我们可以重新把问题表述为求一个二次型最小值的问题，
目标函数为：
$$
F(x) = x^T A x - 2 x^T b,
$$

$F(x)$是一个二次型，有梯度：
$$
\nabla F(x) = 2 (Ax - b)
$$
使得梯度梯度为0的$x$，即为二次型的极值点。同时也是上述线性方程的解。

于是我们可以得到如下的迭代算法：我们任意选择一个$x$作为初始值，求出$x$点的梯度$r$，然后选择步长$\gamma$，得到新的$x = x-\gamma r$，如此迭代多次，$x$最终能够收敛到极值点。

那么如何选择步长$\gamma$呢？ 由我们已经得到了梯度的方向$(Ax-b)$，省略掉系数。令$r = b - Ax $，为梯度的负方向。使得$F$在当前梯度方向上最小的步长即为最优步长。

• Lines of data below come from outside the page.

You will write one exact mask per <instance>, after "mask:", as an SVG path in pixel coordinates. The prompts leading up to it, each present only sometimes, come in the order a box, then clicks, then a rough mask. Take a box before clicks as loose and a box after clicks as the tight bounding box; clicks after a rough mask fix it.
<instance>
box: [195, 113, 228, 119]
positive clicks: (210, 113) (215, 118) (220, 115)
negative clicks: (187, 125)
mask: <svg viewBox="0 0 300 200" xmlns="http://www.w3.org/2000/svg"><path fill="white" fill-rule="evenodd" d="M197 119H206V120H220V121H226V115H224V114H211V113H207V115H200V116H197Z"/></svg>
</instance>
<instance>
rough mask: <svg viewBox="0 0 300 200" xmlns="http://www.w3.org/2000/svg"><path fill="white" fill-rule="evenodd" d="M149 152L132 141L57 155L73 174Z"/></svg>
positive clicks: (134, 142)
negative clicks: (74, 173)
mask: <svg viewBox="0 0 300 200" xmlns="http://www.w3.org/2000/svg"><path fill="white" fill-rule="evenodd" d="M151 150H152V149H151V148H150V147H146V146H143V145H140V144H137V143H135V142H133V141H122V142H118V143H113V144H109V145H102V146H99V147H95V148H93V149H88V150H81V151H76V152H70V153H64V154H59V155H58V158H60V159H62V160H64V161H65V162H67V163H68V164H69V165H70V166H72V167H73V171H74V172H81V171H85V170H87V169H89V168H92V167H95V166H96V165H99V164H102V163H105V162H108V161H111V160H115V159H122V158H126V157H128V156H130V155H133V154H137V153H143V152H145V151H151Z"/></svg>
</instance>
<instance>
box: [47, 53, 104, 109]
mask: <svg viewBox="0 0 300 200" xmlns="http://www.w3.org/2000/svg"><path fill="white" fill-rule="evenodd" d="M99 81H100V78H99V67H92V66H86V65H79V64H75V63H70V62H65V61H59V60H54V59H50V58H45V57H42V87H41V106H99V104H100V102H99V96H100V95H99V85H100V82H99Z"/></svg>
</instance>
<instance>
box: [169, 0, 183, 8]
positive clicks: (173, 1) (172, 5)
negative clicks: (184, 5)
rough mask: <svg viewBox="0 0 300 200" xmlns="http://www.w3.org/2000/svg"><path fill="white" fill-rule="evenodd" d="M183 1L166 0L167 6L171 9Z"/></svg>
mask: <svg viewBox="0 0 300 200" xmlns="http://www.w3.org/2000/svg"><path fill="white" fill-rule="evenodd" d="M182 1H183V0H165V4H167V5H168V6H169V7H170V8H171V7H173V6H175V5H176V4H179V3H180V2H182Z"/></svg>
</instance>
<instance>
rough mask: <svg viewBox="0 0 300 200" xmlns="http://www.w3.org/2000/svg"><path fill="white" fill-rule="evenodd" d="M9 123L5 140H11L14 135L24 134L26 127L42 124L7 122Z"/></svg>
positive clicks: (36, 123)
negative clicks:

相当于最小化以下函数：
$$
F(x_k + \gamma r_k)
$$
我们可以对$\gamma$求导，使得导数等于0，最终求得：
$$
\gamma = \frac{\mathbf{r}^\top \mathbf{r}}{\mathbf{r}^\top \mathbf{A} \mathbf{r}}
$$
证明见附录。

于是可以得到以下算法：


\begin{aligned}&{\text{repeat in the loop:}}\\&\qquad \mathbf {r} :=\mathbf {b} -\mathbf {Ax} \\&\qquad \gamma :={\mathbf {r} ^{\mathsf {T}}\mathbf {r} }/{\mathbf {r} ^{\mathsf {T}}\mathbf {Ar} }\\&\qquad \mathbf {x} :=\mathbf {x} +\gamma \mathbf {r} \\&\qquad {\hbox{if }}\mathbf {r} ^{\mathsf {T}}\mathbf {r} {\text{ is sufficiently small, then exit loop}}\\&{\text{end repeat loop}}\\&{\text{return }}\mathbf {x} {\text{ as the result}}\end{aligned}

先写一个程序用以生成$A$和$b$：

In [30]:
import numpy as np

# Set a seed for reproducibility
np.random.seed(42)

# Define the size of the matrix and vectors
n = 3  # You can change the size as needed

# Step 1: Generate a random matrix M
M = np.random.randint(0, 10, size=(n, n))

# Step 2: Form A as M^T M to ensure it's symmetric positive definite
A = np.dot(M.T, M)

# Step 3: Generate a random solution vector x (true solution)
x_true = np.random.randint(0, 10, size = n)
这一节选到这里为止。